Pakar komunikasi dari Universitas Indonesia, Eriyanto, mengungkapkan bahwa argumen mengenai ketidakadilan dalam draf Rancangan Undang-Undang tentang Perubahan Kedua atas Undang-Undang Nomor 32 Tahun 2002 tentang Penyiaran, versi 27 Maret 2024, sulit diterima.
“Memperlakukan semua bentuk penyiaran secara sama dengan argumen bahwa ada ketidakadilan sulit diterima, karena pada kenyataannya, serta jika dibandingkan dengan praktik di beberapa negara, terdapat perbedaan regulasi antara penyiaran internet dengan penyiaran terestrial,” ungkap Eriyanto dalam sebuah diskusi daring dari Jakarta pada hari Jumat, dikutip dari ANTARA.
Eriyanto menyampaikan pandangannya ini sebagai tanggapan terhadap rencana perluasan cakupan pengawasan penyiaran dalam RUU tersebut, yang kini mencakup penyiaran dalam internet selain penyiaran terestrial.
Menurutnya, penyiaran melalui frekuensi memiliki keterbatasan frekuensi dan penonton tidak memiliki kendali atas tayangan yang mereka saksikan.
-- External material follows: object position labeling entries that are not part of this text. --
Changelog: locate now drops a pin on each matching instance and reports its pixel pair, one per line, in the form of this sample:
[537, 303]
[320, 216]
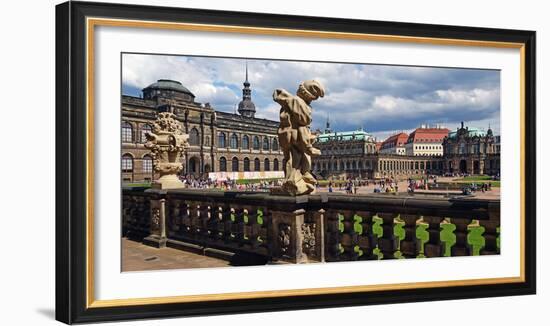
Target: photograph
[242, 161]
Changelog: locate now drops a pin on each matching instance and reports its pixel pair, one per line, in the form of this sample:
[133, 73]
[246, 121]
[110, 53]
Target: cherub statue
[295, 138]
[167, 143]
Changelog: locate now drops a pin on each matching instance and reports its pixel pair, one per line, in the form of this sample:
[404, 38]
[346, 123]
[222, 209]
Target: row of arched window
[247, 164]
[127, 163]
[335, 165]
[128, 132]
[244, 143]
[194, 138]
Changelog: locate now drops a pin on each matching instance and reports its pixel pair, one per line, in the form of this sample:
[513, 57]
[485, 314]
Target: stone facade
[354, 154]
[218, 141]
[472, 151]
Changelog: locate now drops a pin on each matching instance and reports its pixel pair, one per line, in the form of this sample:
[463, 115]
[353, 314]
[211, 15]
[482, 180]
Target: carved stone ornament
[308, 236]
[155, 218]
[284, 238]
[295, 138]
[167, 143]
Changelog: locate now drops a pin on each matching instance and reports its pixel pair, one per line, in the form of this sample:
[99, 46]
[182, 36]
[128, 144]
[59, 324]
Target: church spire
[327, 126]
[246, 106]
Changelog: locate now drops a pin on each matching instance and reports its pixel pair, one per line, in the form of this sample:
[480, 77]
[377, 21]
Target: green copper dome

“Regulasi yang ketat pada penyiaran berbasis frekuensi didasarkan pada alasan bahwa penyiaran tersebut harus dapat diterima oleh semua kalangan dan tidak merugikan,” jelasnya.
Di sisi lain, penyiaran melalui internet memberikan kendali yang lebih besar kepada penonton, dan penyedia konten tidak perlu memiliki lisensi seperti pada penyiaran terestrial.
“Regulasi yang lebih longgar pada penyiaran OTT (over-the-top) lebih sesuai, karena penonton dapat memilih konten yang mereka sukai,” tambahnya.
Eriyanto juga menekankan bahwa siaran internet berbasis konten yang dihasilkan oleh pengguna tidak memerlukan regulasi yang ketat seperti pada penyiaran tradisional.